Is there a way to simplify this Mahalanobis function for tensors? I would like to rewrite it in C++ but it is incomprehensible

What would be the most simplified way of writing this large function below assuming my bL matrix is 42x42 and my bx matrix is 45x42?
The large (second) function below returns a 1D tensor of length 45 and I would like the same thing returned, but I would like this function written with as few lines as possible because I will always be using a bL of 42x42 and a bx of nx42 and I need to rewrite it in C++ if you were wondering.

First, my attempt at condensing.

tril = torch.rand(42, 42)
value = torch.rand(45, 42)
loc = torch.rand(42)
diff = value - loc # [45, 42] 

m = torch.dot(diff, torch.matmul(torch.inverse(tril), diff))
mahalanobis = torch.sqrt(m)

It returns the error mat1 and mat2 shapes cannot be multiplied (42x42 and 45x42)

Below is the mahalanobis distance function from the PyTorch source code.

def _batch_mahalanobis(bL, bx):
    r"""
    Computes the squared Mahalanobis distance :math:`\mathbf{x}^\top\mathbf{M}^{-1}\mathbf{x}`
    for a factored :math:`\mathbf{M} = \mathbf{L}\mathbf{L}^\top`.

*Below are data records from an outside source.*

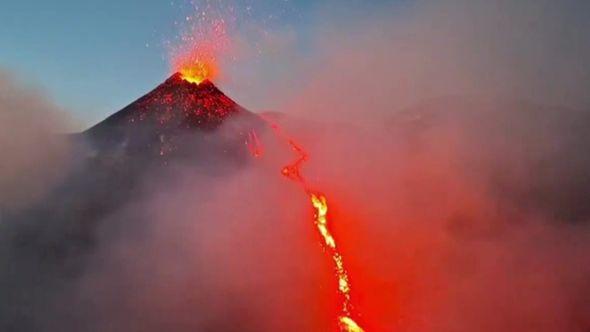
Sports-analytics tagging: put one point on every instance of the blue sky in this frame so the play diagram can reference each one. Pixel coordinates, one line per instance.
(94, 57)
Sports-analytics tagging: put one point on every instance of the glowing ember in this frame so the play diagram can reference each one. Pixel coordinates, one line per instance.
(202, 42)
(198, 72)
(320, 205)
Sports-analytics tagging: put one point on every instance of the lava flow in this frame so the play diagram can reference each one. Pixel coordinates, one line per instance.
(320, 205)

    Accepts batches for both bL and bx. They are not necessarily assumed to have the same batch
    shape, but `bL` one should be able to broadcasted to `bx` one.
    """
    n = bx.size(-1)
    bx_batch_shape = bx.shape[:-1]

    # Assume that bL.shape = (i, 1, n, n), bx.shape = (..., i, j, n),
    # we are going to make bx have shape (..., 1, j,  i, 1, n) to apply batched tri.solve
    bx_batch_dims = len(bx_batch_shape)
    bL_batch_dims = bL.dim() - 2
    outer_batch_dims = bx_batch_dims - bL_batch_dims
    old_batch_dims = outer_batch_dims + bL_batch_dims
    new_batch_dims = outer_batch_dims + 2 * bL_batch_dims
    # Reshape bx with the shape (..., 1, i, j, 1, n)
    bx_new_shape = bx.shape[:outer_batch_dims]
    for (sL, sx) in zip(bL.shape[:-2], bx.shape[outer_batch_dims:-1]):
        bx_new_shape += (sx // sL, sL)
    bx_new_shape += (n,)
    bx = bx.reshape(bx_new_shape)
    # Permute bx to make it have shape (..., 1, j, i, 1, n)
    permute_dims = (list(range(outer_batch_dims)) +
                    list(range(outer_batch_dims, new_batch_dims, 2)) +
                    list(range(outer_batch_dims + 1, new_batch_dims, 2)) +
                    [new_batch_dims])
    bx = bx.permute(permute_dims)

    flat_L = bL.reshape(-1, n, n)  # shape = b x n x n
    flat_x = bx.reshape(-1, flat_L.size(0), n)  # shape = c x b x n
    flat_x_swap = flat_x.permute(1, 2, 0)  # shape = b x n x c
    M_swap = torch.linalg.solve_triangular(flat_L, flat_x_swap, upper=False).pow(2).sum(-2)  # shape = b x c
    M = M_swap.t()  # shape = c x b

    # Now we revert the above reshape and permute operators.
    permuted_M = M.reshape(bx.shape[:-1])  # shape = (..., 1, j, i, 1)
    permute_inv_dims = list(range(outer_batch_dims))
    for i in range(bL_batch_dims):
        permute_inv_dims += [outer_batch_dims + i, old_batch_dims + i]
    reshaped_M = permuted_M.permute(permute_inv_dims)  # shape = (..., 1, i, j, 1)
    return reshaped_M.reshape(bx_batch_shape)  

I’m not able to rewrite all of these things in another language and would just like to extract the most simplified code here for matrices of a fixed size.